Le jeune empereur posa un genou à terre face au conseiller. Les mailles brunes de son armure reluisaient sous la lueur matinale. Il posa son casque face au maître d'arme et salua.
_ Nous sommes seuls, inutile de me parler en ces termes.
Mikaël secoua la tête.
_ Tu es bien trop sentimental Zapan. Tu es mon souverain à présent, et je dois te traiter comme tel.
_ Vous êtes mon maître avant tout, répliqua le jeune prince empli d'une grande tristesse. Je… je ne veux pas les voir. Pas aujourd'hui…
_ Il le faut mon prince. Vous ne pouvez pas refuser audience à d'aussi puissants alliés. Pas en ces temps de conflits.
L'empereur ne répondit pas. Il savait parfaitement à quel point sa requête était ridicule. Le visage du conseiller se radoucit.
_ Ne t'en fais pas Zapan, je resterais avec toi. Nous devons y aller maintenant, je n'aime pas l'idée de laisser les deux souverains en compagnie de Sirius. Tu dois te montrer aussi fort que l'était ton père, sois implacable. S'ils sentent une faille en toi ils n'hésiteront pas à te manipuler.
Le prince hocha la tête. Son regard tissé d'or se durcit légèrement. Bien assez pour que Mikaël ne tressaillisse, reconnaissant en cet enfant le portrait du grand guerrier qui avait longtemps dirigé leur peuple.

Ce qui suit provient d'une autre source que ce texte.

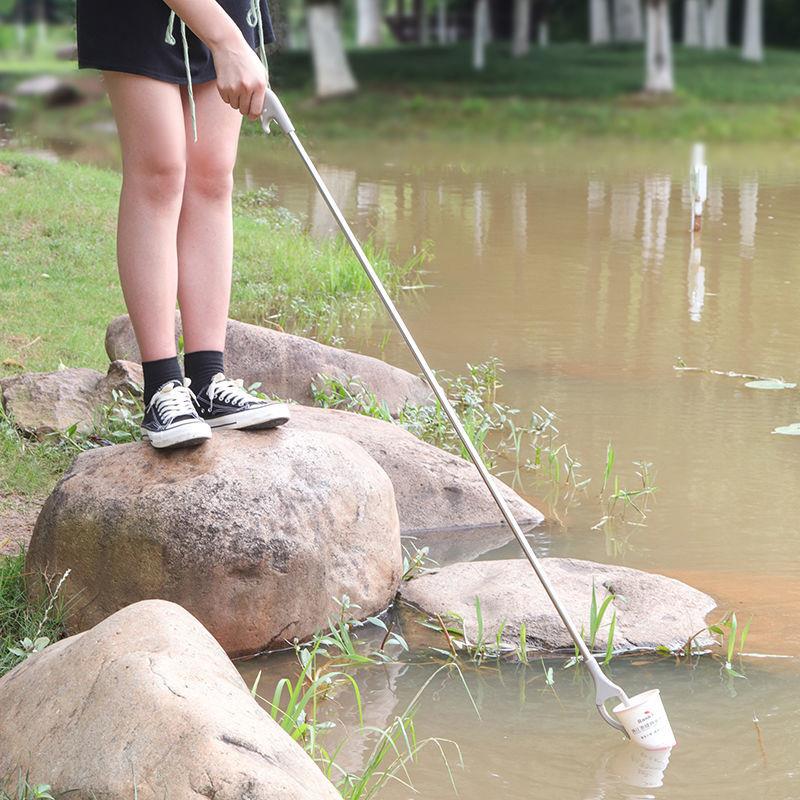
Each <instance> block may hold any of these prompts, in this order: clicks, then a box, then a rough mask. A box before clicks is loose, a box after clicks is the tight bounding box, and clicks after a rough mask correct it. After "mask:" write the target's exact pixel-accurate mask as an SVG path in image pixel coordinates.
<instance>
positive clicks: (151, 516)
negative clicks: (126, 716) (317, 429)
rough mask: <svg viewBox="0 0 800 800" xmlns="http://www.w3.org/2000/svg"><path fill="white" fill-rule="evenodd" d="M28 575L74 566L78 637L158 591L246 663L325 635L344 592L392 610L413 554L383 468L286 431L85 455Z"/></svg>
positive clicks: (286, 430)
mask: <svg viewBox="0 0 800 800" xmlns="http://www.w3.org/2000/svg"><path fill="white" fill-rule="evenodd" d="M28 567H29V568H30V570H31V571H32V572H34V573H35V572H47V573H48V574H53V573H63V572H64V570H66V569H71V570H72V575H71V576H70V580H69V583H68V586H67V598H68V602H67V625H68V629H69V630H70V632H79V631H82V630H86V629H87V628H90V627H92V626H93V625H96V624H97V623H98V622H99V621H100V620H102V619H104V618H105V617H107V616H109V615H110V614H113V613H114V612H115V611H117V610H119V609H120V608H123V607H125V606H127V605H129V604H130V603H133V602H136V601H138V600H143V599H146V598H151V597H158V598H162V599H165V600H172V601H174V602H176V603H179V604H180V605H182V606H183V607H184V608H186V609H187V610H188V611H189V612H190V613H192V614H193V615H194V616H196V617H197V618H198V619H199V620H200V622H202V623H203V625H205V626H206V627H207V628H208V629H209V630H210V631H211V633H212V634H213V635H214V636H215V637H216V639H217V640H218V641H219V642H220V644H221V645H222V646H223V647H224V648H225V650H226V651H227V652H228V653H230V654H232V655H243V654H248V653H253V652H256V651H259V650H262V649H265V648H269V647H281V646H284V647H285V646H286V641H287V640H288V641H291V640H292V639H293V638H294V637H299V638H301V639H302V638H305V637H307V636H309V635H311V634H312V633H314V631H315V630H317V629H320V628H322V627H327V626H326V623H327V620H328V619H329V617H333V616H334V615H335V614H336V613H337V612H338V606H337V605H336V603H335V601H334V598H341V597H342V596H343V595H348V596H349V597H350V599H351V600H352V602H353V603H355V604H357V605H358V606H360V612H359V613H360V614H361V615H362V616H368V615H370V614H374V613H376V612H379V611H382V610H383V609H385V608H386V607H387V606H388V605H389V604H390V603H391V601H392V598H393V597H394V593H395V591H396V589H397V585H398V583H399V580H400V573H401V571H402V551H401V546H400V531H399V524H398V520H397V509H396V507H395V502H394V492H393V491H392V484H391V482H390V480H389V478H388V477H387V475H386V473H385V472H384V471H383V470H382V469H381V468H380V467H379V466H378V464H377V463H376V462H375V461H374V460H373V459H372V458H370V456H369V455H368V454H367V453H366V452H365V451H364V450H363V449H362V448H361V447H359V446H358V445H357V444H355V443H354V442H351V441H349V440H348V439H346V438H345V437H343V436H337V435H335V434H322V433H311V432H308V431H302V430H299V429H297V428H294V427H293V426H291V425H288V426H286V427H285V428H280V429H278V430H273V431H258V432H256V431H225V432H218V433H216V434H215V435H214V437H213V439H212V440H211V441H210V442H208V443H207V444H204V445H202V446H200V447H197V448H193V449H191V450H178V451H171V452H159V451H156V450H155V449H154V448H152V447H151V446H150V445H149V444H146V443H136V444H127V445H117V446H113V447H104V448H100V449H98V450H93V451H89V452H85V453H81V454H80V455H79V456H78V457H77V458H76V459H75V462H74V463H73V465H72V467H71V468H70V470H69V471H68V472H67V473H66V474H65V475H64V477H63V478H62V479H61V481H59V483H58V484H57V485H56V487H55V489H54V490H53V492H52V494H51V495H50V497H49V498H48V499H47V501H46V502H45V504H44V507H43V508H42V512H41V514H40V515H39V518H38V520H37V522H36V527H35V529H34V532H33V537H32V539H31V544H30V549H29V551H28Z"/></svg>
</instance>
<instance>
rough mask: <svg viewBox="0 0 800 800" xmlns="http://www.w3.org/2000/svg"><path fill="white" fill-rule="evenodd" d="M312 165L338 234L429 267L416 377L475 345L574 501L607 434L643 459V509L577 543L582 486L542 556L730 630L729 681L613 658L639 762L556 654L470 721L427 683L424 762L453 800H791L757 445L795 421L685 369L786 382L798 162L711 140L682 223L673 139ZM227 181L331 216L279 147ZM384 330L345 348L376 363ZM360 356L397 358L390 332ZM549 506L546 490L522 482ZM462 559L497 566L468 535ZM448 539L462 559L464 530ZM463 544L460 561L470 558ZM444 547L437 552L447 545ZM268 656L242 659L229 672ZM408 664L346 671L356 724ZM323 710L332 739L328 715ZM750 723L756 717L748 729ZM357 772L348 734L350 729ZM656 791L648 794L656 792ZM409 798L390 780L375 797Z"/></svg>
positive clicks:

_ Pardonnez-moi Maître. Je sais quelles sont mes responsabilités.
Les grandes portes de bois coulissèrent en silence, dévoilant le souverain vêtu de son armure, suivi de son conseiller. Les deux seigneurs se retournèrent pour faire face à l'empereur et saluèrent. Le général, assit prés des larges fenêtres aux vitres cristallines salua à son tour.
Zapan les observa. Uriel, un puissant guerrier au regard noir, terrifiant, et dépourvu de sentiment. Un cœur aussi dur que l'élément qu'il maîtrise : c'était la description que tous faisaient de lui. L'être aux allures d'insecte, disparaissant sous sa lourde armure d'un jaune sable était appuyé sur ses deux énormes faux rocailleuses. Ses yeux divergents de son crâne cuivré fixaient l'empereur d'un air morne. A ses côtés, Golgotha, seigneur de ceux que l'on appelait les Souterrains. Un puissant épéiste qui avait maintes et maintes fois prouvé sa loyauté envers l'ancien grand roi. Son corps vert d'imposant reptile jurassique était couvert de larges plaques de métal qui formaient son armure. Son regard, durci par les années de guerres incessantes s'était posé sur le jeune prince avec rudesse.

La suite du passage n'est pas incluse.